Pediatric female genital trauma managed under conscious sedation in the emergency department versus general anesthesia in the operating room- a single center comparison of outcomes and cost

J Pediatr Urol. 2021 Apr;17(2):236.e1-236.e8. doi: 10.1016/j.jpurol.2020.11.041. Epub 2020 Dec 13.

Abstract

Introduction: Pediatric female genital trauma (PFGT) comprises injuries to the female external and internal genitalia. Examination under general anesthesia (GA) in the operating room (OR) is traditionally recommended, however repair at the bedside under conscious sedation (CS) in the emergency department (ED) may be a safe alternative. The Genitourinary Injury Score (GIS) objectively classifies PFGT severity, but designates all vaginal and urethral injuries as Grade III.

Objective: To compare outcomes and cost of patients with PFGT managed under CS in the ED vs GA in the OR.

Study design: All patients treated by a pediatric urologist from May 2009 to September 2019 with associated ICD codes for PFGT were included. Exclusion criteria included PFGT from sexual abuse or obstetric related complications. Clinical and demographic data was extracted from the EMR. A cost analysis comparing ED vs OR management was performed.

Results: 33 patients were identified with a median age of 6.8 years. The primary etiology was straddle trauma. Injuries were predominately GIS I-III (30, 91%) with possible urethral involvement in 6 patients. Sedation and repair in the ED was performed for 12 (36%) patients vs 21 (64%) taken to the OR. For the OR cohort, 15 (71%) were taken to the OR immediately and 6 (29%) initially underwent CS but this was aborted due to injury complexity. Aborting CS and proceeding to the OR did not result in compromised outcome or prolonged hospitalization. No patients in the ED cohort required post-procedural admission whereas all patients taken to the OR were admitted postoperatively. Cost of care for ED repair was less than two-thirds (60%) that of surgical repair in the OR. Using Onen GIS III or less without deep vaginal and/or urethral involvement as a cutoff for attempted bedside repair vs proceeding directly to the OR could have spared 7 (47%) patients GA and subsequent admission. A female-specific modification to the Onen GIS III criteria is proposed in light of these findings.

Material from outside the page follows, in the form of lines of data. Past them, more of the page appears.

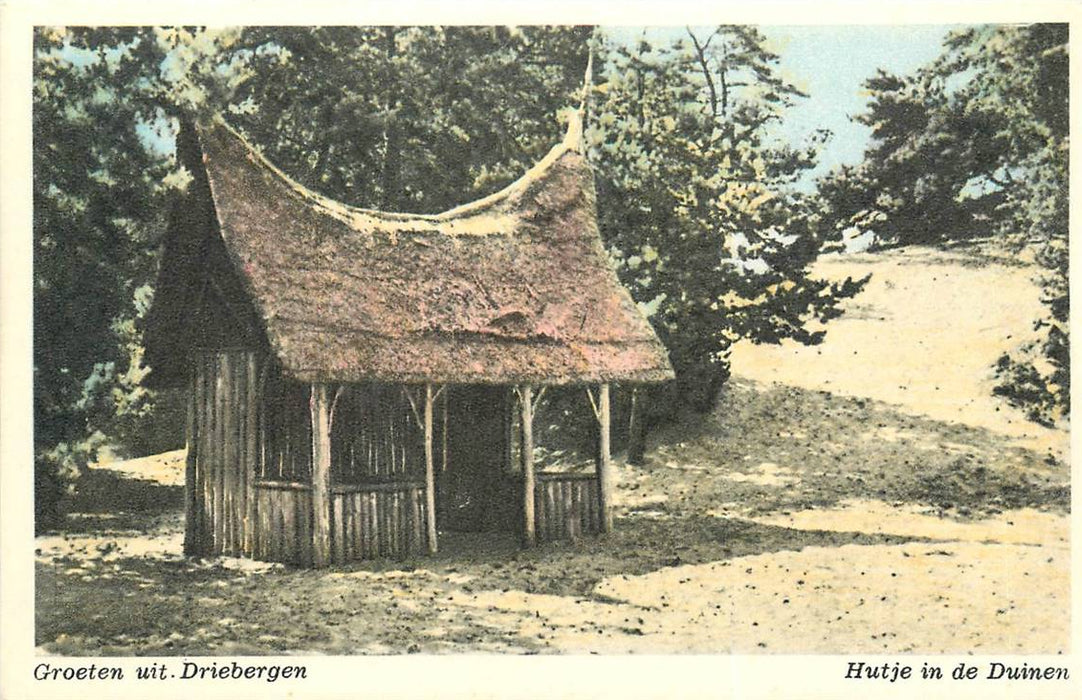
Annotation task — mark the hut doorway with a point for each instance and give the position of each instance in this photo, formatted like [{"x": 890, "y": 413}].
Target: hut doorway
[{"x": 477, "y": 491}]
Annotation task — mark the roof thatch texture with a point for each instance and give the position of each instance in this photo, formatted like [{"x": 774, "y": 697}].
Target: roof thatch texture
[{"x": 513, "y": 288}]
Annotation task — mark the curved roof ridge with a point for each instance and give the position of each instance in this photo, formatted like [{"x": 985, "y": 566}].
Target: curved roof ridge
[{"x": 477, "y": 218}]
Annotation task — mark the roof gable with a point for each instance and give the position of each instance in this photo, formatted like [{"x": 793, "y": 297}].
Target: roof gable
[{"x": 512, "y": 288}]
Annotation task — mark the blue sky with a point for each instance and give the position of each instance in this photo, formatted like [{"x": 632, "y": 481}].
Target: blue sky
[{"x": 830, "y": 63}]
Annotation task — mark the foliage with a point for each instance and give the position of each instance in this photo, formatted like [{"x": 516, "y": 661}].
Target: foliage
[
  {"x": 695, "y": 194},
  {"x": 976, "y": 144},
  {"x": 697, "y": 205}
]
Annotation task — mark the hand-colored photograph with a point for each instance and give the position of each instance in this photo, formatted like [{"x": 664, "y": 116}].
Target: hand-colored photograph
[{"x": 551, "y": 340}]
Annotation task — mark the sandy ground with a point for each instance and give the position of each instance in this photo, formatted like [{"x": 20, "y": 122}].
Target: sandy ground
[
  {"x": 924, "y": 334},
  {"x": 829, "y": 505}
]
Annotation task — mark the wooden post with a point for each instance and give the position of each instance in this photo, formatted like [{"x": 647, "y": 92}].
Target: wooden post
[
  {"x": 430, "y": 472},
  {"x": 636, "y": 428},
  {"x": 320, "y": 476},
  {"x": 190, "y": 502},
  {"x": 526, "y": 397},
  {"x": 605, "y": 463}
]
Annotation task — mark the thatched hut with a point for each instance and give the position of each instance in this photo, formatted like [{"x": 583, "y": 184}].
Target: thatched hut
[{"x": 354, "y": 375}]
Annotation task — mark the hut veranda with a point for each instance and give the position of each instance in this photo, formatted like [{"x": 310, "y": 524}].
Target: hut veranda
[{"x": 359, "y": 380}]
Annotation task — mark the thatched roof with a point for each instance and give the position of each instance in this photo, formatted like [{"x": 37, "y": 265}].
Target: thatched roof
[{"x": 512, "y": 288}]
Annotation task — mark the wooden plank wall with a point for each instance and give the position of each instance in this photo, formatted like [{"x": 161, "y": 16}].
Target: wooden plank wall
[
  {"x": 282, "y": 530},
  {"x": 566, "y": 505},
  {"x": 377, "y": 520},
  {"x": 375, "y": 436},
  {"x": 223, "y": 453}
]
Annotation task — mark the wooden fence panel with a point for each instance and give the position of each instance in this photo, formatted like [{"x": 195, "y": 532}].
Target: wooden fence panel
[{"x": 567, "y": 505}]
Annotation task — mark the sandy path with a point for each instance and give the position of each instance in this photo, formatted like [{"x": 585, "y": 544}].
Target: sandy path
[{"x": 923, "y": 334}]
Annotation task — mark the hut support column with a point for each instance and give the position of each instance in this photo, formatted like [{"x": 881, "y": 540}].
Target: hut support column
[
  {"x": 319, "y": 407},
  {"x": 605, "y": 461},
  {"x": 430, "y": 471},
  {"x": 526, "y": 398}
]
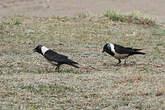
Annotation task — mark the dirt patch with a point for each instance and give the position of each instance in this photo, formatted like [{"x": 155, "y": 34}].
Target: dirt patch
[{"x": 46, "y": 8}]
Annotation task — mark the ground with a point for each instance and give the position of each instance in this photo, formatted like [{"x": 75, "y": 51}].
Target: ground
[
  {"x": 28, "y": 81},
  {"x": 45, "y": 8}
]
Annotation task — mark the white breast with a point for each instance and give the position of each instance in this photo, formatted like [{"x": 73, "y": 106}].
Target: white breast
[
  {"x": 117, "y": 55},
  {"x": 44, "y": 49}
]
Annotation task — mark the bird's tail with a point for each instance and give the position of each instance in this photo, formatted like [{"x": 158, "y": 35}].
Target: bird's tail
[
  {"x": 72, "y": 63},
  {"x": 136, "y": 52},
  {"x": 137, "y": 49}
]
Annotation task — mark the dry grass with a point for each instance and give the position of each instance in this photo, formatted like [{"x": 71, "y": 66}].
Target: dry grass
[{"x": 27, "y": 81}]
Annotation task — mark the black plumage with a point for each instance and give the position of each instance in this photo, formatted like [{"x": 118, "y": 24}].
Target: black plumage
[
  {"x": 120, "y": 52},
  {"x": 54, "y": 57}
]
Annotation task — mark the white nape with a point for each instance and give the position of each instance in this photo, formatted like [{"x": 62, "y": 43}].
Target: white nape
[
  {"x": 112, "y": 48},
  {"x": 44, "y": 49}
]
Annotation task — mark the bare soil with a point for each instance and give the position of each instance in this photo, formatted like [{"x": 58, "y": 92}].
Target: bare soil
[{"x": 47, "y": 8}]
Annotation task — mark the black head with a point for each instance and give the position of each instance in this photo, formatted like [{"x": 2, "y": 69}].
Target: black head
[
  {"x": 38, "y": 49},
  {"x": 106, "y": 47}
]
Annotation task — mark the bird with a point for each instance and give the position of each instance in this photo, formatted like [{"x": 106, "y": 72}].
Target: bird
[
  {"x": 119, "y": 52},
  {"x": 54, "y": 57}
]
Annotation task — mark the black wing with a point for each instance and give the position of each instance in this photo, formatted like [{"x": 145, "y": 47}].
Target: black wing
[
  {"x": 54, "y": 56},
  {"x": 123, "y": 50}
]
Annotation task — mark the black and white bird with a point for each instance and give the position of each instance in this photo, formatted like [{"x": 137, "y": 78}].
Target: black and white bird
[
  {"x": 54, "y": 57},
  {"x": 120, "y": 52}
]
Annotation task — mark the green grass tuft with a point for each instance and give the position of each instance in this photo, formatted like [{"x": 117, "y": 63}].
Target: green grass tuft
[{"x": 133, "y": 17}]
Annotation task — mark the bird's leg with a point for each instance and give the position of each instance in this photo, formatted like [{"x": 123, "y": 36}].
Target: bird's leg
[
  {"x": 125, "y": 61},
  {"x": 58, "y": 67},
  {"x": 118, "y": 62}
]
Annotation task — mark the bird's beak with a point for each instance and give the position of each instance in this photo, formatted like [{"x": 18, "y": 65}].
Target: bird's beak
[{"x": 34, "y": 50}]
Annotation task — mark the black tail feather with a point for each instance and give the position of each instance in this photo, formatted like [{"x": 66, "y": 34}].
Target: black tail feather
[
  {"x": 142, "y": 53},
  {"x": 137, "y": 49},
  {"x": 74, "y": 65}
]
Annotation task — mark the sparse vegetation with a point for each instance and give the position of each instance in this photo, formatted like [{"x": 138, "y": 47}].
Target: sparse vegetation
[
  {"x": 27, "y": 81},
  {"x": 134, "y": 17}
]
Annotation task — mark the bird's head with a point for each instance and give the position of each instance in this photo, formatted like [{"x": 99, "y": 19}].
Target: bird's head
[
  {"x": 38, "y": 49},
  {"x": 41, "y": 49},
  {"x": 106, "y": 47}
]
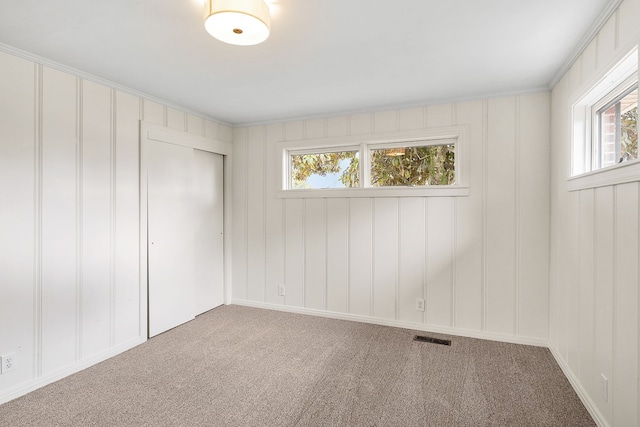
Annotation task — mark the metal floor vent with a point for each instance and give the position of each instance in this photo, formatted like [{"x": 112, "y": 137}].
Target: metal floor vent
[{"x": 432, "y": 340}]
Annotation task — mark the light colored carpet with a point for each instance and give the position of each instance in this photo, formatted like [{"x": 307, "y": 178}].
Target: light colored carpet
[{"x": 238, "y": 366}]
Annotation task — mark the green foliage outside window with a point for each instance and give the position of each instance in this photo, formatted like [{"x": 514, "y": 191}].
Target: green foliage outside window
[
  {"x": 629, "y": 136},
  {"x": 413, "y": 166},
  {"x": 395, "y": 167}
]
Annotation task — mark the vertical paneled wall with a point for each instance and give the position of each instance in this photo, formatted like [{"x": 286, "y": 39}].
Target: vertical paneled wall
[
  {"x": 480, "y": 261},
  {"x": 69, "y": 218},
  {"x": 594, "y": 304}
]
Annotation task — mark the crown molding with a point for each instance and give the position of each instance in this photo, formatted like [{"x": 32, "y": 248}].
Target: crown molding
[
  {"x": 591, "y": 33},
  {"x": 99, "y": 80}
]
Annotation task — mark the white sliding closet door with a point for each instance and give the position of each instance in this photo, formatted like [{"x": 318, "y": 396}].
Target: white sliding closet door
[
  {"x": 171, "y": 236},
  {"x": 208, "y": 220}
]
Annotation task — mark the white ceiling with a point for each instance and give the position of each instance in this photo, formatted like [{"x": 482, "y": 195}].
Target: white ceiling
[{"x": 323, "y": 56}]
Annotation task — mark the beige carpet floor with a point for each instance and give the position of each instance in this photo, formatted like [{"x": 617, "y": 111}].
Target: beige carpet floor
[{"x": 238, "y": 366}]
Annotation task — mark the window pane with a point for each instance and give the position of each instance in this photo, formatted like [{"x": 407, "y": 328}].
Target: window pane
[
  {"x": 629, "y": 127},
  {"x": 619, "y": 130},
  {"x": 413, "y": 166},
  {"x": 325, "y": 170},
  {"x": 608, "y": 136}
]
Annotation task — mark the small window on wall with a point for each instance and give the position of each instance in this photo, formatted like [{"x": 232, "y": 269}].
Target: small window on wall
[
  {"x": 605, "y": 128},
  {"x": 413, "y": 166},
  {"x": 324, "y": 169},
  {"x": 411, "y": 163},
  {"x": 616, "y": 128}
]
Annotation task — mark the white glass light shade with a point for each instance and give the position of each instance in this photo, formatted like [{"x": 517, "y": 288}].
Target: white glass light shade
[{"x": 240, "y": 22}]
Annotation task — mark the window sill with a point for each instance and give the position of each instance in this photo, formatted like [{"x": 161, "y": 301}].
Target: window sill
[
  {"x": 452, "y": 191},
  {"x": 612, "y": 175}
]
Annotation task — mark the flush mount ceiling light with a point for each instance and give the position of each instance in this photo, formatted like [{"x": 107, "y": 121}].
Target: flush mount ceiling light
[{"x": 239, "y": 22}]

Discussion: The present study suggests CS and bedside repair of low-grade PFGTs is safe with a cost benefit. This is reflected by a proposed modification to the Onen GIS III criteria. These findings should be interpreted with caution given the retrospective nature of this single institution, small cohort study.

Conclusion: CS and bedside repair of low-grade PFGT appears to be safe and cost effective. Delineating GIS III injuries according to urethra and/or deep vaginal involvement may improve the GIS scale's clinical utility.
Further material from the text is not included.